Au pluriel nous ne disons point Baals, comme nous le devrions dire en suivant les règles de notre langue ; mais nous prenons le pluriel hébreu, comme en fait aussi en grec & en latin. Si vous revenez au Seigneur de tout votre cœur, ôtez du milieu de vous les Dieux étrangers, les Baalim & les Astaroth, 1. Liv. de R. VII, 3. Baal, ou Baalim au pluriel, & Astaroth marquent en général les Dieux & les Déesses des Païens. Saci, dans sa note sur cet endroit. Cependant le même Auteur a toujours évité d’employer le pluriel Baalim dans le texte de l’Ecriture, & il ne met jamais que le singulier Baal. Otez du milieu de vous les Dieux étrangers Baal & Astaroth. Mais ce n’est pas parler assez exactement ; car comme nous avons dit, il y avoit plusieurs Dieux de ce nom tous différens les uns des autres. D’ailleurs, pourquoi ne pas retenir Baalim, comme Astaroth, qui est au pluriel, aussi-bien que Baalim ? Ou il falloit changer l’un & l’autre, ou il falloit retenir l’un & l’autre, comme ont très-bien fait les Lovanistes. C’est que M. de Saci ne savoit pas les langues originales. Les Traducteurs de Genève ont encore plus mal fait : car quelquefois ils ont aussi substitué le singulier Baal au pluriel Baalim ; mais quand ils ont conservé le pluriel, au lieu de Baalim, ils ont mis Bahalins, comme si on disoit Bahalin au singulier, ou qu’en françois le singulier Bahal pût jamais avoir Bahalins au pluriel ; c’est enter un pluriel françois sur un pluriel chaldéen, & faire un double pluriel. Les Lovanistes font aussi une faute à mon sens ; c’est qu’ils prennent Baalim pour un singulier, & ne lui joignent que l’article du singulier. Les enfans d’Israël firent donc mal en présence du Seigneur, & servirent à Baalim. Frison le change quelquefois en singulier, Baal, & quelquefois il met Baalim sans article, laissant à douter s’il en fait un singulier ou un pluriel. Otez du milieu de vous les Dieux étrangers Baalim & Astaroth. Je crois que pour parler exactement, il faut le faire pluriel, & lui en donner l’article. Les Baalim, des Baalim, aux Baalim. Il est même mieux & plus élégant de dire, ôtez les Baalim, & les Astaroth, que de dire, ôtez Baalim & Astaroth, ou Baal & Astaroth. Voyez Vossius, de Idol. Lib. II, cap. 4, & dans d’Herbelot ce qu’en disent les Musulmans.

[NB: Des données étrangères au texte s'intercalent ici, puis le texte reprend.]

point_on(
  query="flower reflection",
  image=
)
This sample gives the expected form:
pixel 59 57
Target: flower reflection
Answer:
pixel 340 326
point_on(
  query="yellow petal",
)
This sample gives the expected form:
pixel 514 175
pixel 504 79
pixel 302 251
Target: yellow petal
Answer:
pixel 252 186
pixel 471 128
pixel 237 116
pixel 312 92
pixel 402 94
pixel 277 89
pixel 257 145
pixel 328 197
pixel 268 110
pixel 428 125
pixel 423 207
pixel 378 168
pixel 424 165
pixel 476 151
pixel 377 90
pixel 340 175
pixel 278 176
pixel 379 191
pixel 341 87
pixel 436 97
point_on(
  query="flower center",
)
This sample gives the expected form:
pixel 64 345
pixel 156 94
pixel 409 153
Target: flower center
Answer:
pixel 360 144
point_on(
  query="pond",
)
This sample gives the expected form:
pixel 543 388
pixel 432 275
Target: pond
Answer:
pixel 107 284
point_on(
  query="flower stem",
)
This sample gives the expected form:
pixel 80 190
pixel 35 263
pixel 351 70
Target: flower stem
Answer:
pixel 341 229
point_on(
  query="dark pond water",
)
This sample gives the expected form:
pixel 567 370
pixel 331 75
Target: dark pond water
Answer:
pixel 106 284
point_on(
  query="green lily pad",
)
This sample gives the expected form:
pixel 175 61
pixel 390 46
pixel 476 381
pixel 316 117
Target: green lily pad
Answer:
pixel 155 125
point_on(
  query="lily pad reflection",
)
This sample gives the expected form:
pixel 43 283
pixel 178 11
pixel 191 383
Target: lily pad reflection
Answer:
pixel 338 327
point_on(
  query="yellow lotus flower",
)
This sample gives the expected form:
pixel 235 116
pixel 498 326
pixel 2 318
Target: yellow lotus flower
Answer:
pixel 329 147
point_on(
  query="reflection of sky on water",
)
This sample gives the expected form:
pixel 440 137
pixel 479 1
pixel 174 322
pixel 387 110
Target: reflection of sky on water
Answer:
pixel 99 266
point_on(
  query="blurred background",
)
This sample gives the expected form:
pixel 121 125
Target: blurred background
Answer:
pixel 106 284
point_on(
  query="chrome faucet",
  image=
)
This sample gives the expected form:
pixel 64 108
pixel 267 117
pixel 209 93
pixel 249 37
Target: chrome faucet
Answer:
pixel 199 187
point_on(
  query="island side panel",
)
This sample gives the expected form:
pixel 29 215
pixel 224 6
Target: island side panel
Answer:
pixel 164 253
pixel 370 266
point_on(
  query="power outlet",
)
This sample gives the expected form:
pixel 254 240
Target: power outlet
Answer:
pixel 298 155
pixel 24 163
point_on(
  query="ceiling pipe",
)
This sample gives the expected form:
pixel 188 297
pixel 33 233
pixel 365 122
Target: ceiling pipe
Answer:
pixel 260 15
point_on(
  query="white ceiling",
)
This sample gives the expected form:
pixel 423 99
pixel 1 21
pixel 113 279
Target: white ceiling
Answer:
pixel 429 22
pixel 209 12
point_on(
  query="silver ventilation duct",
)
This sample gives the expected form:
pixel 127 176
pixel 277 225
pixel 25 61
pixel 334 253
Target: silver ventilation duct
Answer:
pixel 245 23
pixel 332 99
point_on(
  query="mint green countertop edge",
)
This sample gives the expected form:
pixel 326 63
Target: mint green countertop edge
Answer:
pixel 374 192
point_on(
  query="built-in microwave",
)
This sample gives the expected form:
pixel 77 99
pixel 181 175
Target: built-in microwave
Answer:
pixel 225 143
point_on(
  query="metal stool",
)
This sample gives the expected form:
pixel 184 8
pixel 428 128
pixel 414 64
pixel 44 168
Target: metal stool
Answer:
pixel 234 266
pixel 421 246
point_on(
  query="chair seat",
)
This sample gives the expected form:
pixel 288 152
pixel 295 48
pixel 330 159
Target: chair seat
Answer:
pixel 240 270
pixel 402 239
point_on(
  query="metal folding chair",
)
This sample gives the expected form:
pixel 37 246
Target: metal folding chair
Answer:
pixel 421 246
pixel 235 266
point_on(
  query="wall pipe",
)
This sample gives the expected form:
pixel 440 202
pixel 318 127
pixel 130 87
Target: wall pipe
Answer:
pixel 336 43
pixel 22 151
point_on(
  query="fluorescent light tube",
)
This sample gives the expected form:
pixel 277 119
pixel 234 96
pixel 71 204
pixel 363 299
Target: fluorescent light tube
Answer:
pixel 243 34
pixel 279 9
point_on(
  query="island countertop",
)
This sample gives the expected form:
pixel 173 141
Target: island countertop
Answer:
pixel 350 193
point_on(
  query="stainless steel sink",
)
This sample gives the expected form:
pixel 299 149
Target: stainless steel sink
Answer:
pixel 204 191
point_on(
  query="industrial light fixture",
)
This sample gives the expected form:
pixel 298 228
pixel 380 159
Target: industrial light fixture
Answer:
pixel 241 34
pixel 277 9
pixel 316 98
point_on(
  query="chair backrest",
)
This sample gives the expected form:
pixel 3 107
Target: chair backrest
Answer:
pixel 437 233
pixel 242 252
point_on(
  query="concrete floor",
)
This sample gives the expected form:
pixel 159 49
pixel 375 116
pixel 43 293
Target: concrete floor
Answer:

Baal, est aussi quelquefois un nom propre d’homme, comme l. Paral. VIII, 30, IX, 36. Et dans Josephe, Liv. III, contre Appion, un Roi de Tyr, successeur de Ithobal, ou Ethbaal, est appelé Baal, soit que ce fût un nom appellatif & général, comme celui de Pharaon, soit que ce fût son nom propre.

Baal, est aussi un nom de lieu au Liv. I, des Paralipomènes, ch. IV, v. 23, & v. 33. C’est le même que le Livre de Josué, ch. XV, 9, 10, 11 & XIX, 8, appelle Baalath, ou Baala. Ce lieu étoit aux confins de la Tribu de Siméon, du côté du midi. S. Jérôme l’appelle Ballath dans son Livre, de locis hebraicis.